Yes, I took something away instead of rewarded him. No it didn’t cause any psychological trauma to him. He’s happily reigning over it as I type this. His love for He-Man, She-Ra, Super Why!, and Curious George brought him to the negotiating table ready to strike a deal. He still sits for everything, but that’s something that I can deal with. Now, I am the proud mother of a baby boy who loves parading around in his big man underwear that are emblazoned with Lego Star Wars characters.

┬áThe cellist was potty trained at 2.5 years, the ladybug was fully potty trained at 2 years 2 months ( I got a little spastic at the thought of having to change THREE sets of diapers) Lil Miss was potty trained at 2.5 years, and Sir Twizzler JUST became toilet trained this month.
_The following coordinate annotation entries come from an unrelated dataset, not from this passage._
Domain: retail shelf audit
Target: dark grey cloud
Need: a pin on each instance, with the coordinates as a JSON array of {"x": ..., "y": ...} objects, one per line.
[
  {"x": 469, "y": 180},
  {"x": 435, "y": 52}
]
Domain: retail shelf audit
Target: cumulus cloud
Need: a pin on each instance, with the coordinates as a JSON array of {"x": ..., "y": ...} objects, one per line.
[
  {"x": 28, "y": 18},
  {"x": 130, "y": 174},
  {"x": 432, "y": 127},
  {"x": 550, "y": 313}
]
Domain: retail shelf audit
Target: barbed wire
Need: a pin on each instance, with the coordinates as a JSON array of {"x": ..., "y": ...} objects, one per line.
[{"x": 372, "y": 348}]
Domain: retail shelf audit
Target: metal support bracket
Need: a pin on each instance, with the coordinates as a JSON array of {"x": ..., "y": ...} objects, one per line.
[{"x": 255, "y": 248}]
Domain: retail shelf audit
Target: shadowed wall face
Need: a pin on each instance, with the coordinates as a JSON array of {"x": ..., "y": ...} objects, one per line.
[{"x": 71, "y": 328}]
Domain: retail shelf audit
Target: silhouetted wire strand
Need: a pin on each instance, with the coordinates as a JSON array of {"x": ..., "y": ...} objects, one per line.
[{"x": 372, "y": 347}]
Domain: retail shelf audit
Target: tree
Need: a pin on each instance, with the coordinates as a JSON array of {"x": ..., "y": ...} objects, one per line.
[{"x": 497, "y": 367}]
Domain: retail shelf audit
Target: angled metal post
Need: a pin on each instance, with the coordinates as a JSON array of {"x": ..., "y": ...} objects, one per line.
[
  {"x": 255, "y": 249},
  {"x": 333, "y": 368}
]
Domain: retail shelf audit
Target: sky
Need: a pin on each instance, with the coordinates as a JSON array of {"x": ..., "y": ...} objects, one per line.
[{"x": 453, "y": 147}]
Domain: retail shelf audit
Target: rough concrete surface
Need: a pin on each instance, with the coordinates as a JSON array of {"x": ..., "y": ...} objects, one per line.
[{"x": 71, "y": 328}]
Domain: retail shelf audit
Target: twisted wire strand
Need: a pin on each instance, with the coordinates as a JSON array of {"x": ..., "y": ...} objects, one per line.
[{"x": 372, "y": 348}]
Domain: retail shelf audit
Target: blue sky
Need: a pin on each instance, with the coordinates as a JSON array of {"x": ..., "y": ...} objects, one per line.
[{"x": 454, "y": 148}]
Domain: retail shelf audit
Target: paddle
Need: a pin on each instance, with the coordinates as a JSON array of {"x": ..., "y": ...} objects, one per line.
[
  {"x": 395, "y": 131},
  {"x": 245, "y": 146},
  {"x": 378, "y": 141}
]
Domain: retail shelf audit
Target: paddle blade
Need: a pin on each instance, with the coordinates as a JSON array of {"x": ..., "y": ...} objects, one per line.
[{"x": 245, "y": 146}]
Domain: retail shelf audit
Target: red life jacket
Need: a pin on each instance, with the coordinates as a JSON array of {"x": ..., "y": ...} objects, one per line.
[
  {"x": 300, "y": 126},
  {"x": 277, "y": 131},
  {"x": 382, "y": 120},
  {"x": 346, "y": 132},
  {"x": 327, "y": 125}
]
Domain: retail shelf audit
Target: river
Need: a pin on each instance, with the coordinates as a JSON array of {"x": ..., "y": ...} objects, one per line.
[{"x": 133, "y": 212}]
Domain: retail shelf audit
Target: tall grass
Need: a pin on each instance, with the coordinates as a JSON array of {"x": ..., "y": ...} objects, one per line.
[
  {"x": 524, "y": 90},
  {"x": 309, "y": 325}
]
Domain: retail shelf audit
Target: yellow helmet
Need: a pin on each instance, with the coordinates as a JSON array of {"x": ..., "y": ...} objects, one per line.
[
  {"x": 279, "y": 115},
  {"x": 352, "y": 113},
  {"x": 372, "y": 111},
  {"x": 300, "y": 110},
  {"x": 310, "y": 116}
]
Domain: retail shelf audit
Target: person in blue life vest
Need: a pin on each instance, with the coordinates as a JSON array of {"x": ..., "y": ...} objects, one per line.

Literally three weeks ago. It’s amazing that all of my children with such different personalities, managed to buck the tradition well. So now, I have four children who I don’t have to worry about being in diapers – thank goodness!

What about your potty training stories? What worked for you? What was the piece of advice that EVERYONE seemed to give that NEVER worked for you? Share in the comments below!


  1. Mona B. Weeks says:

    I am so surprised to read about so many toddlers not potty trained at 3. As a new grandma of a 21month girl, I am now updating my skills. 30 years ago I raised 2 children and, as was the norm then, started potty training at about 16months. It seemed a very natural process and both (a boy and a girl) were out of nappies by 20 months in the daytime and by 3 at night. This seemed to be the experience of most of my generation so what’s changed? Could it be that our terry towelling nappies became uncomfortable and heavy when wet whereas modern nappies remain dry to the touch?

    • Natasha Nicholes says:

      Well, to tell you the truth, I’m surprised to be the mom of a toddler that wasn’t potty trained until a month after he turned 3. It could also come from the fact that I just didn’t focus on it as much as I did with the other three children. The other three were day and night trained by the time they were two – no moving to three there, but it’s just one of those things that are always present to let you know that no matter how well versed you are in parenting, a lot of times, you still have to wait on the child.

  2. Shelley Fields says:

    My son was not fully potty trained until almost 4. Talk about frustrating!! Was it me? Was I not hard enough on him? Or was it because I just wanted it so badly and I wasn’t getting instant results that set us both up for failure? I kept telling myself, ‘if he can hide under a table to poop in his diaper…he certainly can let me know when he has to potty’, right?

    No, he wasn’t potty trained in a weekend once I figured it out, but I did get a lot of ideas from family, friends and good old google search on different alternative along the way.

    Throughout my ordeal, “tryouts” came from old school (spanking) to new school (taking things away, timeouts and/or rewarding) Well, although I’m no stranger to spanking YES I SAD IT!!! that didn’t seem to work for my son (believe me I did try it). However, after just letting go and giving us both a break, I’ve learned that for my son taking things away that he liked worked best. That included watching his favorite television program or his hand me down iPad.

    Perhaps he could have been potty trained sooner. Was he just ready once I figured out what worked? or did the light bulb finally go off for me to learn about my sons behavior and what triggers positive results? I think the latter worked in my favor had I just sat back and observed him much better. Again, every child is different and I feel I learned the hard way. Perhaps once you figure out WHO your child is (as in my case), it will probably make it a much easier and quicker transition from diapers to big girl or big boy underwear. Heck, I don’t know. I’m definitely no expert. I can just speak on what worked for me.